From 9a5d2264a0780fc2afc1dc98f82e7d958b5ef2fd Mon Sep 17 00:00:00 2001
From: jiqing-feng <jiqing.feng@intel.com>
Date: Wed, 27 May 2026 14:48:31 +0800
Subject: [PATCH 1/2] fix flux tests OOM on 24G GPU

Signed-off-by: jiqing-feng <jiqing.feng@intel.com>
---
 tests/models/testing_utils/single_file.py     | 10 ++--
 .../test_models_transformer_flux.py           | 56 ++-----------------
 ...test_model_flux_transformer_single_file.py |  6 +-
 3 files changed, 15 insertions(+), 57 deletions(-)

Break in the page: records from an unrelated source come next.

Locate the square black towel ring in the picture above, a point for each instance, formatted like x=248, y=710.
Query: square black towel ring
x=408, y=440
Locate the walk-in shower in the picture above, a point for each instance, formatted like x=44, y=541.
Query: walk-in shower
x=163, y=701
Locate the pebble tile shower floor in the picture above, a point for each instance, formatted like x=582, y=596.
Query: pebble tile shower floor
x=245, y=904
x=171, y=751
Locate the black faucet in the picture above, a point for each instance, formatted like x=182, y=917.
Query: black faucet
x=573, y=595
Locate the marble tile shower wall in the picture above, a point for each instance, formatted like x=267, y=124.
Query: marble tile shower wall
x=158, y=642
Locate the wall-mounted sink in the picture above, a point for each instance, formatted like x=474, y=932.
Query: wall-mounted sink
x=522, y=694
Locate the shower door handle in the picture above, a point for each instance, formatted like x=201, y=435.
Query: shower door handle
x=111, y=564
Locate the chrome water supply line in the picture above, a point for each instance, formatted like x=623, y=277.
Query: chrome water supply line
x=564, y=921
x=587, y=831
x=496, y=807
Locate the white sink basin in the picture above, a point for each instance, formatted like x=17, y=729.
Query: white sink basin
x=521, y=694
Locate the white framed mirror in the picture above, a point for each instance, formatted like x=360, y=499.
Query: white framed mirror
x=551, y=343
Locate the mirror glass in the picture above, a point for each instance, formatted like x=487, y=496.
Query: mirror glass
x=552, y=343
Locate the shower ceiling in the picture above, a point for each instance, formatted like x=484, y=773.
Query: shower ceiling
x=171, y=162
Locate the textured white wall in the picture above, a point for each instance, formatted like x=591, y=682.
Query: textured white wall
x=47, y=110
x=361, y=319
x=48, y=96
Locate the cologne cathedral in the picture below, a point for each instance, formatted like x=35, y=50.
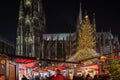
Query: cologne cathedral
x=32, y=41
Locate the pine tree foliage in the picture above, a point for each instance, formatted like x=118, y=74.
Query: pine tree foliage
x=86, y=42
x=87, y=39
x=113, y=67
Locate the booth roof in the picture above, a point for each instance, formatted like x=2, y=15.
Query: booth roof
x=22, y=60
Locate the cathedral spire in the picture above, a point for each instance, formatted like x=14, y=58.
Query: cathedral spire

diff --git a/tests/models/testing_utils/single_file.py b/tests/models/testing_utils/single_file.py
index e2b9dadb6140..2e2d7a435fb8 100644
--- a/tests/models/testing_utils/single_file.py
+++ b/tests/models/testing_utils/single_file.py
@@ -107,8 +107,8 @@ def teardown_method(self):
         backend_empty_cache(torch_device)
 
     def test_single_file_model_config(self):
-        pretrained_kwargs = {"device": torch_device, **self.pretrained_model_kwargs}
-        single_file_kwargs = {"device": torch_device}
+        pretrained_kwargs = {"device_map": "auto", **self.pretrained_model_kwargs}
+        single_file_kwargs = {"device_map": "auto"}
 
         if self.torch_dtype:
             pretrained_kwargs["torch_dtype"] = self.torch_dtype
@@ -127,8 +127,8 @@ def test_single_file_model_config(self):
             )
 
     def test_single_file_model_parameters(self):
-        pretrained_kwargs = {"device_map": str(torch_device), **self.pretrained_model_kwargs}
-        single_file_kwargs = {"device": torch_device}
+        pretrained_kwargs = {"device_map": "auto", **self.pretrained_model_kwargs}
+        single_file_kwargs = {"device_map": "auto"}
 
         if self.torch_dtype:
             pretrained_kwargs["torch_dtype"] = self.torch_dtype
@@ -259,7 +259,7 @@ def test_checkpoint_variant_loading(self):
             backend_empty_cache(torch_device)
 
     def test_single_file_loading_with_device_map(self):
-        single_file_kwargs = {"device_map": torch_device}
+        single_file_kwargs = {"device_map": "auto"}
 
         if self.torch_dtype:
             single_file_kwargs["torch_dtype"] = self.torch_dtype
diff --git a/tests/models/transformers/test_models_transformer_flux.py b/tests/models/transformers/test_models_transformer_flux.py
index b5e65f6e0dea..119fd17a21a0 100644
--- a/tests/models/transformers/test_models_transformer_flux.py
+++ b/tests/models/transformers/test_models_transformer_flux.py
@@ -13,13 +13,12 @@
 # See the License for the specific language governing permissions and
 # limitations under the License.
 
-import tempfile
 from typing import Any
 
 import pytest
 import torch
 
-from diffusers import BitsAndBytesConfig, FluxTransformer2DModel
+from diffusers import FluxTransformer2DModel
 from diffusers.models.embeddings import ImageProjection
 from diffusers.models.transformers.transformer_flux import FluxIPAdapterAttnProcessor
 from diffusers.utils.torch_utils import randn_tensor
@@ -344,6 +343,10 @@ def alternate_ckpt_paths(self):
     def pretrained_model_name_or_path(self):
         return "black-forest-labs/FLUX.1-dev"
 
+    @property
+    def torch_dtype(self):
+        return torch.bfloat16
+
 
 class TestFluxTransformerBitsAndBytes(FluxTransformerTesterConfig, BitsAndBytesTesterMixin):
     """BitsAndBytes quantization tests for Flux Transformer."""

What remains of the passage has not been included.